The movie definitely has a documentary feel to it, and I think Nicole got so much mileage out of going the Super 16 route. It situates the film in a time and place that feels so real.

For sure. The decision to use film, as difficult as it was, really paid off. It was really worth it. It’s gorgeous, too, and it did have that documentary vibe. We were really there. It was really -20 degrees. We were really on a scrapyard. When our characters are uncomfortable, chances are, we were really uncomfortable. That way of working I really like. It’s a lot of fun for me, and I think it was for Jess and Austin and Becky [Ann Baker] as well. But it was definitely a challenge. It was nice to have people who were really from there around to fill in the atmosphere and the environment. It was nice to have real people to play with.

* * *

There is something Bong Joon-ho said to me a long time ago that just stuck: “You can learn a lot about a person by pushing them to the limit.” Blaze’s decency is all the more profound to me because he’s good even though there’s all this crap he wades through. I would think it just feels really good to find somebody like Blaze on the page even, let alone play him.

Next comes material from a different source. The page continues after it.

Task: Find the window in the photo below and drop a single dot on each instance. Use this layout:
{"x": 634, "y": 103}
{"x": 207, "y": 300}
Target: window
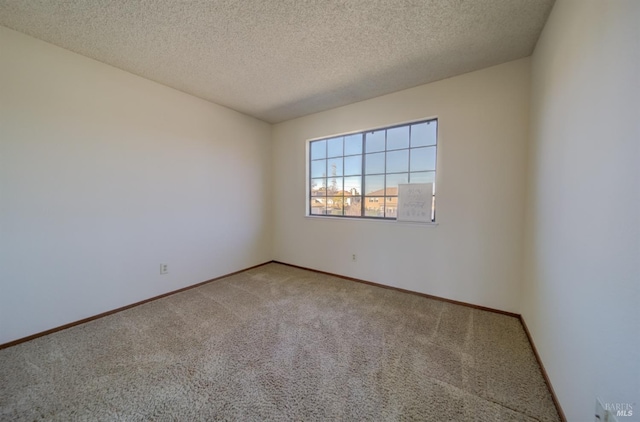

Yes, because—I don’t know why—I tend to play pretty bad dudes. [laughs] It was really nice to play a good, decent guy struggling against all odds just to do the right thing. But he’s also somebody who’s not without what’s buried underneath all of the responsibility he’s taking on: a desire for youth, to just be able to cut loose and party. I mean, he skipped his childhood because he had such an incredible responsibility thrust upon him. I think that happens to so many people. A lot of people lash out because of it. A lot of people bottle it in. It was a relief to play a genuinely good, decent man. It was also a challenge for me because I’m so used to not playing that role.

My mind went to Erik Menéndez just now.

Erik Menéndez was almost similar because, at least through the perspective that we were taking with the story, he really was a victim. There are some of the more bad guy characters I’ve played where you feel like as an actor your responsibility is to kind of muddy the waters and find what’s actually good and decent about them, what’s morally upstanding about them, and their reasons for justifying all of their behavior. Then with the good guy characters, I feel like the responsibility is on you as an actor to almost do the opposite: find out what’s a little fucked about them maybe. Where are they selfish? It’s just to round them out and make sure that they’re real people and not just there to serve and play a function in the story. It’s so that you believe they exist. I’m not saying that Blaze is not a genuinely decent man—we all have areas where we could do better.

The thing I love most about the film’s ending is not what Ruth does, but how it irrevocably changes Blaze’s circumstance completely. That hit hard. Do you wonder about him outside the script pages and beyond the screen? Are you optimistic or pessimistic, or just realistic?

I’m optimistic about Blaze. I know some people in my family who had similar upbringings and they’re doing fine, you know? They’re not making it hand over fist, but they’re not in abject poverty. They’re enjoying the time that they have with friends and family. Blaze is a good enough guy and a competent enough guy that I think he’s probably doing okay.

The idea that we don’t have to escape a place for happiness. We can find it anyhow.

Totally. That’s the thing. I think that’s what’s beautiful about this. That’s why I’m optimistic about it. Some people really do want to go on to higher education and take that path forward. For a lot of other people, it’s not even about the lack of opportunities—it’s a lack of desire and there’s nothing wrong with that. If you can find happiness and fulfillment where you are, god bless. I know there are plenty of people in his position who are able to do that.